Up until age 9 I thought I was doomed, for I had four brothers and no sister in the room.

Then to my surprise, out of God's eyes came the most beautiful sister to help me rise.

She was what I always wanted, her face beautifully round and her checks so pudgy.

I was so thankful I thanked God as I knelt to the ground. I felt like God created her just for me, as he knew she would help me to be.

My sister became a child of God at an early age. That's what would carry her on, no matter what challenges came.

As my sister grew, the times we shared stood true, for she showed us all what she was in God's eyes - she was a part of him, though she was new.

As my sister grew some more at age 12 her life became troubled, but she knew she'd be ok, because her existence in God was strong and delightful, and she carried it so, just like a beautiful floating bubble.

Though her body ached with pain, my sister's cares were light, she knew everything would soon be all right, because God himself would make all things bright.

Sooner than later, my sister showed us all who she really was, she was a fighter.

It didn't even matter what challenges she faced, she just fought them and as a result her relationship with God became tighter. Today my sister rejoices, she sings and she dances.

Oh Lord, how I love her so. I love every inch of her, from the top of her head to the bottom of her toes.

Thank you Lord for blessing me with a sister, not just any sister, but just the exact one you wanted me to have.

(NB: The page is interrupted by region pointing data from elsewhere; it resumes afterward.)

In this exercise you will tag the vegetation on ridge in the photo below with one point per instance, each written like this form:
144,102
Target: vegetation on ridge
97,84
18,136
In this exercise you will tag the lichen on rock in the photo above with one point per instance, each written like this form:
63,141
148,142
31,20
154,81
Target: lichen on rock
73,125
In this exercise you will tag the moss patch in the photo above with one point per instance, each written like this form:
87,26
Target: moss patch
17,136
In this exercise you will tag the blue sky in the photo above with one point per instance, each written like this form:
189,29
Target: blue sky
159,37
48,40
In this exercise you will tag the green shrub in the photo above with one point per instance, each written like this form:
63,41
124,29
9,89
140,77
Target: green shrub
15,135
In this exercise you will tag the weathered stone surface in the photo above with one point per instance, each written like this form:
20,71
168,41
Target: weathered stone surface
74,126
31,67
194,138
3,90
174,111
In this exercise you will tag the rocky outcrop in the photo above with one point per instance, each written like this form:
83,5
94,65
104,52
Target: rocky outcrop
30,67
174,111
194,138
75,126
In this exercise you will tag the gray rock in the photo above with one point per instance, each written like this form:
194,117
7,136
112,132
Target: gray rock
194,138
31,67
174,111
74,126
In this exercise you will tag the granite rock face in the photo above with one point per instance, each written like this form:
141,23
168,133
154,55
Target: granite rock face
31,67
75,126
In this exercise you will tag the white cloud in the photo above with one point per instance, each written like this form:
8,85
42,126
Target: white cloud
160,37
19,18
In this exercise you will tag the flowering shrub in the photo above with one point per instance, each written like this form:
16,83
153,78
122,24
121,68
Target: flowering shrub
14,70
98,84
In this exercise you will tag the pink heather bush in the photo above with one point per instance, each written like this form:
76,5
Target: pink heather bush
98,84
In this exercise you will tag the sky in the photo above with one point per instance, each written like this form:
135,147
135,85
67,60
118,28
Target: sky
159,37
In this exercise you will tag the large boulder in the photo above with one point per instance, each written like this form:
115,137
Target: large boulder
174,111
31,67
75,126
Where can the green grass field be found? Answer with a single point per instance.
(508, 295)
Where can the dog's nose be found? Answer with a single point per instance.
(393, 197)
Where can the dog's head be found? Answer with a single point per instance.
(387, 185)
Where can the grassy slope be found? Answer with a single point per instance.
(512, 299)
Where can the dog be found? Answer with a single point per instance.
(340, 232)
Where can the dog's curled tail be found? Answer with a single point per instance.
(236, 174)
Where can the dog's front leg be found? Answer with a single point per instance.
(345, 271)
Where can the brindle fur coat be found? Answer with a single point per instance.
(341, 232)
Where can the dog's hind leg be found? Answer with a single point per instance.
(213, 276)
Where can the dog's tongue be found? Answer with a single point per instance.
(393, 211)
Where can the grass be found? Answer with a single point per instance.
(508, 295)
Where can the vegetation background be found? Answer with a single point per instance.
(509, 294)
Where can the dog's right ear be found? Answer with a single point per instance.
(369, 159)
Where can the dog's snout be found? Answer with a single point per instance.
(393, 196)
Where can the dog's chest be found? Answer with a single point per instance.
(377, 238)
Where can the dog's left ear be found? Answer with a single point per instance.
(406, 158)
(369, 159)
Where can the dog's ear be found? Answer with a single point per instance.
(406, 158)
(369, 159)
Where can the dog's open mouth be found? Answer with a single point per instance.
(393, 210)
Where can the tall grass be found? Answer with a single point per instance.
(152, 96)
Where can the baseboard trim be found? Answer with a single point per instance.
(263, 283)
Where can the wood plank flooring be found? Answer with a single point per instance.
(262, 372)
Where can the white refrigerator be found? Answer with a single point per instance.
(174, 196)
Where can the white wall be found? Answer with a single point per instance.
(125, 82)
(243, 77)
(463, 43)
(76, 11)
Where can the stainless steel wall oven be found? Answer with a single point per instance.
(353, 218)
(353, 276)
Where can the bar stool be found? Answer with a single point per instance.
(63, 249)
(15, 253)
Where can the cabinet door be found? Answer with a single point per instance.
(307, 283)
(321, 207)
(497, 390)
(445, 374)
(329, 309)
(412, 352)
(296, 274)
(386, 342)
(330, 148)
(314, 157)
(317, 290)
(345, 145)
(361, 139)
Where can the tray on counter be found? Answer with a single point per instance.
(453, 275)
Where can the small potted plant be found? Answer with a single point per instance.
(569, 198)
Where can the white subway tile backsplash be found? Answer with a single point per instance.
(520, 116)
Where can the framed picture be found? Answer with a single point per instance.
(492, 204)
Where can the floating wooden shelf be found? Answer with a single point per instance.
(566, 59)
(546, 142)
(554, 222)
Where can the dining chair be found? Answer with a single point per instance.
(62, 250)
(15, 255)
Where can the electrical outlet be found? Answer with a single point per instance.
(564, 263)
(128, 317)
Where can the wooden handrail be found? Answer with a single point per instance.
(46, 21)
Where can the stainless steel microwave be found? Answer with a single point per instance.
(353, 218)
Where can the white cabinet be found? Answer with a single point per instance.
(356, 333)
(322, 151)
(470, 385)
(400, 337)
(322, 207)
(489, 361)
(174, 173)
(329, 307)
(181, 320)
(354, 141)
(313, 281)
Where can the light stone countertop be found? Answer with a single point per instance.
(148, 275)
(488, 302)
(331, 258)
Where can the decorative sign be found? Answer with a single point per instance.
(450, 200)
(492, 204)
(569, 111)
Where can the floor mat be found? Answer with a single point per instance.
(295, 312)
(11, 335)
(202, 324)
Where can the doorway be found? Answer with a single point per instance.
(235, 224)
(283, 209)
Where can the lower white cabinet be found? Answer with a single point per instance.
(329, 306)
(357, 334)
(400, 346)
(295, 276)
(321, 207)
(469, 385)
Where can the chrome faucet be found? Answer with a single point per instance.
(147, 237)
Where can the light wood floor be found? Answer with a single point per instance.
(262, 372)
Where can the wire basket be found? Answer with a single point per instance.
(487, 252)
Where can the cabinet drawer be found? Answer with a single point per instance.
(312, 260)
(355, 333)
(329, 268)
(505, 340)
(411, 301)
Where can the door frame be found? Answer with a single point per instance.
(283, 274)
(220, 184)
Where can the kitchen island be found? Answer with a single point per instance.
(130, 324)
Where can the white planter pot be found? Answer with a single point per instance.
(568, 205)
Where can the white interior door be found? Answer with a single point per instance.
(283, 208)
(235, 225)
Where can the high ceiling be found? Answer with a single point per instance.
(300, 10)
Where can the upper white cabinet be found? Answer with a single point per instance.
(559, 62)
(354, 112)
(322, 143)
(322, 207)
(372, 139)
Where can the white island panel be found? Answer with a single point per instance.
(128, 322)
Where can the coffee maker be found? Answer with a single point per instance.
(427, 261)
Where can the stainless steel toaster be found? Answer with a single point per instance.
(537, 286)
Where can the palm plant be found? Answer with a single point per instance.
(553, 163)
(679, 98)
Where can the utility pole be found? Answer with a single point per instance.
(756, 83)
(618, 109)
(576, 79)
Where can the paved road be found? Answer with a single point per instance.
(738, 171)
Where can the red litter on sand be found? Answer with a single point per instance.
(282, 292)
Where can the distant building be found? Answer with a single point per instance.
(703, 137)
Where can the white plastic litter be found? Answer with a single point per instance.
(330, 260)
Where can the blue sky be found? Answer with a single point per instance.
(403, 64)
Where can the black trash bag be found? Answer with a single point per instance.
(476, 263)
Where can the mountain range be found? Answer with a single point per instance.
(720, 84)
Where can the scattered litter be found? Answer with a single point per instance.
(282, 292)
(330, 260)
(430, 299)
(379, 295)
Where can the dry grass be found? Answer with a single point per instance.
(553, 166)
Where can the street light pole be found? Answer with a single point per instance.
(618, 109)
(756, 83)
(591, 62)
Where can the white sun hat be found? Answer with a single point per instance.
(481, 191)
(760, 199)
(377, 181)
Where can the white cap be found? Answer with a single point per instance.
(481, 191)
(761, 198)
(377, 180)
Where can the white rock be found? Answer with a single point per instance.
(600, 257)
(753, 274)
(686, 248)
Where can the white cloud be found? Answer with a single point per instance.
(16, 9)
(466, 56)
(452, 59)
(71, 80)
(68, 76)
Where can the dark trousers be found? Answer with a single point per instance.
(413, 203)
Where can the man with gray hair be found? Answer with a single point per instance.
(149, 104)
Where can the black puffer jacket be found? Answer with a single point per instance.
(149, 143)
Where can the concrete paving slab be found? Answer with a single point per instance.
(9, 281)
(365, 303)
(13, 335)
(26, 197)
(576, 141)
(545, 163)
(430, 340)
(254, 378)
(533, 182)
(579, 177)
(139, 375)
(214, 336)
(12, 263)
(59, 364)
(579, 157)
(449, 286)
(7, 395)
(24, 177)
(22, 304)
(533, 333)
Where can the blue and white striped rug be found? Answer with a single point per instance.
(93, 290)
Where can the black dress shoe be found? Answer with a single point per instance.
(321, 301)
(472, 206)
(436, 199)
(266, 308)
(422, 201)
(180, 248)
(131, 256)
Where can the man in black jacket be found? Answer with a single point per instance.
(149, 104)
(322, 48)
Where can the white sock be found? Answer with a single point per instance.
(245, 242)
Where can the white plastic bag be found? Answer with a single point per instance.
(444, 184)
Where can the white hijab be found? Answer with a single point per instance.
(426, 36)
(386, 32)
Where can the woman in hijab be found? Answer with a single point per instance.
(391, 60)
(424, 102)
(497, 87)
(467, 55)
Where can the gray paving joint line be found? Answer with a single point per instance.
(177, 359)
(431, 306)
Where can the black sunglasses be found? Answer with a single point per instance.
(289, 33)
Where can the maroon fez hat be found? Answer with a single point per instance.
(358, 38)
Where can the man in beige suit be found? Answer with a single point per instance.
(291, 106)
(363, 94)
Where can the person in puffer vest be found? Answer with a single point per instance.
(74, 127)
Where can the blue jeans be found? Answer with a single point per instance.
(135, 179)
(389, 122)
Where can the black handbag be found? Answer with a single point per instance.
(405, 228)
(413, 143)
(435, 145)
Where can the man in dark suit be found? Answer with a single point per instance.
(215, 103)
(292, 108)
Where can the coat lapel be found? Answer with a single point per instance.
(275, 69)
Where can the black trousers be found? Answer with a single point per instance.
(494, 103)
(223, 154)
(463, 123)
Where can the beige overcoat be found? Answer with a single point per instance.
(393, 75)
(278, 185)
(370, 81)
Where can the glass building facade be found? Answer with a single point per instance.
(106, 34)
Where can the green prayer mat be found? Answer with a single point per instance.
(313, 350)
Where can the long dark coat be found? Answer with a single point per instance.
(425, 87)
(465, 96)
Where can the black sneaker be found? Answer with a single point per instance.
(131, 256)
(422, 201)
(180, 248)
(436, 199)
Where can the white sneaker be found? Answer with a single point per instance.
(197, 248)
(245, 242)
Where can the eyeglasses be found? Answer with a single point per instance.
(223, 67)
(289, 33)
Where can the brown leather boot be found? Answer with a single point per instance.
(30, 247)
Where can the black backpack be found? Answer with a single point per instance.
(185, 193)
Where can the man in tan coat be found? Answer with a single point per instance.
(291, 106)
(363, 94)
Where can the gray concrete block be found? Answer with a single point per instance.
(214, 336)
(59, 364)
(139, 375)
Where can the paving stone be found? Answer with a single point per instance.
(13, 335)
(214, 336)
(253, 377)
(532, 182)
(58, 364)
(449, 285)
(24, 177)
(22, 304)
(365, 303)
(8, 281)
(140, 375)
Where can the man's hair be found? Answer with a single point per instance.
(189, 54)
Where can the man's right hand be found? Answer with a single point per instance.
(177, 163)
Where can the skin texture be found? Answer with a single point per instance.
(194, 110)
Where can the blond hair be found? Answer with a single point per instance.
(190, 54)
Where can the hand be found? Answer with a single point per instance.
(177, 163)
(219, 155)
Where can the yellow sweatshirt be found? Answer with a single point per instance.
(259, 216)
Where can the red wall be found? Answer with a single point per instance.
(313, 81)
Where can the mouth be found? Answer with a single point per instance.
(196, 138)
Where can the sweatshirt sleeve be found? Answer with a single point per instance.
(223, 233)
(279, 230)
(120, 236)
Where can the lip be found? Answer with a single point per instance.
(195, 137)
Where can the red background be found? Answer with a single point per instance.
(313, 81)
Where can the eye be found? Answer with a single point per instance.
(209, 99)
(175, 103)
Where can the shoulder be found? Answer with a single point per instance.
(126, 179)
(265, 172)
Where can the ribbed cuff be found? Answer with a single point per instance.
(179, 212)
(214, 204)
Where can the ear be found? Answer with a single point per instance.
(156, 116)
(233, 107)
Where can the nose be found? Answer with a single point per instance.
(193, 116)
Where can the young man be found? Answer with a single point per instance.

I speak to my sister today and tell her that I love her so, I'll see you again sis; just make way for me so when God's ready, I to can go.

That was it, the poem that got me through the day. I finished it off with a thank you from myself and my four brothers too. I also thanked her husband Marc for being so loving and a wonderful living example of what a husband should be. I made it through my day and when it was finally over at 8 p.m. A few more tears streamed from my face, but this time they fell as tears of joy and not tears of sorrow, because I knew for sure now where my sister was.